One day, when she was out later than usual and had turned back because the sky far to the west had darkened and was growling, she was overtaken on the white-dust road by a Ford Falcon that tooted its horn, went past, then came to a halt and stood waiting for her to catch up. A dirty-blond head appeared at the window. “Want a lift?”

“No thanks,” she called, still twenty yards off. “I'm walking.”

“You'll get drenched,” the voice told her. “Gunna be a storm.”

When she came level she saw who it was. She might not have recognised him without the blue suit and groomsman's bow tie, but it was him all right. Same unruly head of hair, same look of broad-faced amusement.

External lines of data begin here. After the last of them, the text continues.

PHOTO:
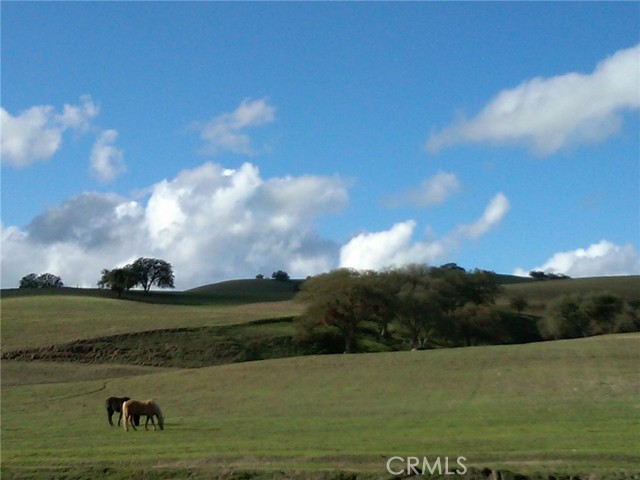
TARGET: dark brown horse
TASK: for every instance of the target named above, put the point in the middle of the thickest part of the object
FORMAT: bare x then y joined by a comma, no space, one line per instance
114,405
151,409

“That's all right,” she told him. “I'll risk it.”

He looked at her, his eyes laughing. “Okay,” he said, "suit yourself. We don't mind, do we, Lou?”

She saw then that there was a child in the back, a boy about four years old, and a baby strapped in beside him and slumped sideways, sleeping.

“No,” the boy shouted, "we don't mind. We got ourselves, eh?” He laughed and repeated it. It was a formula.

“That's right,” the man said.

“Hi,” said Sally, ducking her head to be on a level with the boy.

“Hi,” the boy said, suddenly shy.

They looked at one another for a moment, then he said, shouting: "Hey, why don't you ride with us? We're not goin’ far.”

“Where?” she asked, "where are you going?”

“Anywhere! We're ridin’ the baby. She likes it, it stops ‘er screamin'. We just ride ‘er and she stops. Anywhere we like. All over. We like havin’ people ride with us, don't we, Brad?”

“Sometimes,” the man said. “It depends.”

“We like girls,” the boy shouted.

The first drops of rain began to fall. They bounced in big splashes off the roof of the car.

“All right,” Sally said, "I'll ride with you for a bit,” and she ran round the back of the car and got in.

“Well,” he said to the boy, "we got lucky, eh?”